Solved: Standard deviation on rolling basis

AbuChowdhury · Posted 03-17-2018 04:20 PM

Hi Experts,

I have daily returns data for firms. I would like to calculate the standard deviation of the returns (say, sigma) from the daily observations for the last 3 months on a rolling basis. For example, sigma for for firm i in december 2017 will be the standard deviations of the daily returns from september to november 2017. Similarly, sigma for firm i in november 2017 will be the standard deviations of the daily returns from august to october 2017.

Thanks,

Abu

Ksharp · Posted 03-21-2018 08:57 AM

OK. If you want retain those multiple returns in the same PERMNO and the same Names_Date.

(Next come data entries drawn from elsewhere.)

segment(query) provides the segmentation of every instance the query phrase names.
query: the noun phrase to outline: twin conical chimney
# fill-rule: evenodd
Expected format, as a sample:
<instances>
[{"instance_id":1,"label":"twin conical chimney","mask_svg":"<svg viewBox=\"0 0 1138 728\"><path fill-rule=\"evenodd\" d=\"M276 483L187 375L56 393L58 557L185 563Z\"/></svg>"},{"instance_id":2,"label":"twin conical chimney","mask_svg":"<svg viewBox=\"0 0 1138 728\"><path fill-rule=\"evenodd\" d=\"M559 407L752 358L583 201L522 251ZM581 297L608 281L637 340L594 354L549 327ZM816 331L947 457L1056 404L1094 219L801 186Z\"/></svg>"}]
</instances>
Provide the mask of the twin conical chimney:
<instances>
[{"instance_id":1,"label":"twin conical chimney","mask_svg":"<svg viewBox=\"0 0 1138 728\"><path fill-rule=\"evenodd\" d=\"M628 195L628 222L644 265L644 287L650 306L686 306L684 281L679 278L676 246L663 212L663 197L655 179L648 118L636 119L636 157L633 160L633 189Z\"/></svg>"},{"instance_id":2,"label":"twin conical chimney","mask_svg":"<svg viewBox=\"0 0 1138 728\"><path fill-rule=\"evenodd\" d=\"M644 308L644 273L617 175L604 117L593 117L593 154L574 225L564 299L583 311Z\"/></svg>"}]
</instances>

proc import datafile='c:\temp\daily_ret.txt' out=have dbms=tab replace;
guessingrows=32767;
run;
data have ;
 set have;
 ret=input(Returns,?? best32.);
 drop Returns;
 monyy=intnx('month',Names_Date,0);
 format monyy yymmn6.;
run;
proc sort data=have;by PERMNO monyy Names_Date;run;

data want;
 if _n_=1 then do;
   if 0 then set have(rename=(ret=_ret));
   declare hash h(multidata:'y');
   h.definekey('Names_Date');
   h.definedata('_ret');
   h.definedone();
 end;

array x{100} _temporary_;
do until(last.PERMNO);
 set have;
 by PERMNO;
 _ret=ret;h.add();
end;

do until(last.PERMNO);
 set have;
 by PERMNO;
 n=0;call missing(of x{*});
 do i=intnx('month',monyy,-3) to intnx('month',monyy,-1,'e');
   rc=h.find(key:i);
   do while(rc=0);
     n+1;x{n}=_ret;
     rc=h.find_next(key:i);
   end;
 end;
 std=std(of x{*});
 output;
end;

h.clear();
drop i _ret n rc;
run;

View solution in original post

Reeza · Posted 03-17-2018 06:22 PM

Can you post some sample data? Have you tried anything so far as well? PROC EXPAND is probably where I'd start, but I'd also consider changing your definition. If you use the previous 90 days for example or X trading days. 3 months is not a standard measure and you'll see blips because of February issue alone.

Ksharp · Posted 03-18-2018 06:29 AM


proc sql;
create table want as
 select *,(select std(return) from have where id=a.id and date between intnx('month',a.date,-3) and a.date ) as std
   from have as a;
quit;

AbuChowdhury · Posted 03-18-2018 10:38 AM

Thank you Xia. But proc sql takes very long time if there are millions of observations. Is there any other way such as using array or using macro?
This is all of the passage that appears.